What did Hardaway have to say in the Derrick Rose debate? He told Shannon J. Owens of the Orlando Sentinel:
My thing is, you’re damned if you do and damned if you don’t. It’s just one of those situations because I remember when I was in Phoenix, I played with a torn meniscus. Tim Duncan sat out [with the Spurs with an injury] and didn’t play and he didn’t get criticized for not playing and I didn’t get praise for playing. So it’s just one of those situations. And now he’s still playing and I’m out because of my knee injury. You have to be smart about it. If [Derrick Rose] is not physically ready…even if he’s not mentally ready, he shouldn’t go out there. They’re not going to go out there and beat the Heat. If I was Chicago, I would come out and say we don’t want him to come back, we want him to be OK. And let the fans be mad at them and not him.
Rose certainly knows he is stuck between a rock and a hard place. Hardaway might have been able to have a longer career and recover more quickly if he had not played at that point. It really is that difficult of a decision. Rose is not, at this point it seems, willing to take the risk that Hardaway took back then. And Hardaway was much further into his career.

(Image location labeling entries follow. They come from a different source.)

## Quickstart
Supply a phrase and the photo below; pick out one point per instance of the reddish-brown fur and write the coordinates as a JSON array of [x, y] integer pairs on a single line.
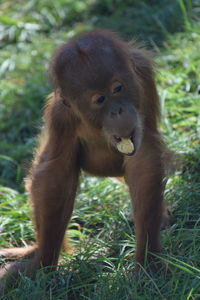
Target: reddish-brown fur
[[80, 129]]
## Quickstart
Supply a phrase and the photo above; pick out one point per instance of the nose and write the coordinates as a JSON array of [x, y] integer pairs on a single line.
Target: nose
[[116, 111]]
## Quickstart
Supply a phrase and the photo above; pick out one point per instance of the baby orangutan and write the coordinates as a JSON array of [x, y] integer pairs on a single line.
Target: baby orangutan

Rose is more like Duncan in this situation, just starting off his career and unwilling to risk further injury to try and get out of the first round. There are bigger fish to fry, it would seem. Rose is only coming back when he feels comfortable and confident enough to return at 100 percent.
Grant Hill probably has the most famous Playoff injury ending up catastrophic. Hill played on a broken ankle for much of the 2000 Playoff series against the Heat. Hill was set to become a free agent that summer and would sign with the Magic (while on crutches), but still felt the obligation to go out and play for his team in the postseason.

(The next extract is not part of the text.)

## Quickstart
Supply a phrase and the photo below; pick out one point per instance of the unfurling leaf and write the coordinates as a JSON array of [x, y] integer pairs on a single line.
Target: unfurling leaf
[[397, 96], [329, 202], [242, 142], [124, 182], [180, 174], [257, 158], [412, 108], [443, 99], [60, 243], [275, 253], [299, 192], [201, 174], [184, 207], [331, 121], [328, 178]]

Like Hardaway, Hill was a four-time All-NBA Second Team selection and a one time First Team selection. He was a constant presence for the NBA's All-Star starting lineup and the heir apparent to his "Airness."
Hill pushed himself to return from the ankle injury only to injure it again and again and again, succumbing to the pressure of his $93 million contract.
Hill told Jonathan Mahler of Bloomberg Sports that he does wonder what would have happened in his career if he sat out an entire season without pushing himself to play and whether that would have extended his career any. What Hill did say was that the Bulls should come out and say whether Rose is truly done for the season one way or the other.
Rose has created this storm by leaving everyone in limbo — including himself. He may have done so with the best of intentions. Now we are all left guessing.
At least until tip off in tonight's Game Three in Chicago.